Abstract

In the Central North Sea, the Apto-Albian play appears to be confined to patchy areas within the Moray Firth basins. In this area, it is widely believed reservoir-quality sands were sourced from local residual Late Cimmerian highs, with resultant limited distributions of commercial fairways. Local hydrocarbon modelling proves that most hydrocarbons discovered to date occur within stratigraphic traps, discovered largely by serendipity during appraisal of older structurally defined reservoirs. Re-appraisal of Jurassic to Cretaceous tectonic models shows how tectonic trends within the Moray Firth basins are optimized for discovery of Lower Cretaceous reserves.

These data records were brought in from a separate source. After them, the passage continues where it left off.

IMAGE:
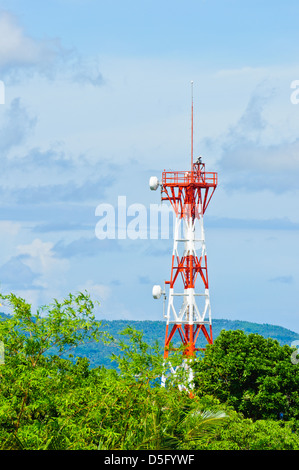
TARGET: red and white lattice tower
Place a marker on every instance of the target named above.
(188, 312)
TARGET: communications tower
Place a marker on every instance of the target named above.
(188, 311)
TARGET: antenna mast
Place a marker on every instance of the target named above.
(191, 127)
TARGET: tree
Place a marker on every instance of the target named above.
(29, 376)
(253, 374)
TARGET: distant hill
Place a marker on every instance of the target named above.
(99, 354)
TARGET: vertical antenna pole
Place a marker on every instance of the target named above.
(192, 129)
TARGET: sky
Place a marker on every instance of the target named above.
(97, 100)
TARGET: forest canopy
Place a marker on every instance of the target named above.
(245, 394)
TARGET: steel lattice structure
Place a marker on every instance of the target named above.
(188, 311)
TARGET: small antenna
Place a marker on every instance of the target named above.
(191, 126)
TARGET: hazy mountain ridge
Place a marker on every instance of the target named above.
(99, 353)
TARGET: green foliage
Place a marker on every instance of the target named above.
(253, 374)
(51, 401)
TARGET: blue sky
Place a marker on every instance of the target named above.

These models also suggest considerable upside potential in under-explored areas of the Viking Graben and Central Trough, where complex basin geometries and halokinesis conspire to hide potential fairways. The search for Aptian reserves is severely hampered by a widespread inability to see or interpret sand and/or hydrocarbon presence using seismic data alone, resulting in a very high dependence on geological modelling to evaluate potential sweet spots within wide fairway tracts. This style of modelling has been reliant on a ‘Jurassic-upwards’ technique, with limited success. Recent re-modelling of the entire North-West European area has shown that established models of Paleocene sand distribution can be projected downwards to find sweet spots in potential Aptian fairways. Using this approach has resulted in a new plate-wide tectono-sedimentological and drainage pattern model for the Aptian, which suggests that most sand fairways, dominated by deep marine facies, were sourced from an active Atlantic Margin Arch via northwest–southeast-oriented fluvial and shelfal feeder systems. Application of this model to Central and Northern North Sea hydrocarbon fairways suggests a gross current underestimate of Aptian sand volumes and considerable upside potential both within the Moray Firth basins and unappraised exploration territory in the Viking Graben and Central Trough.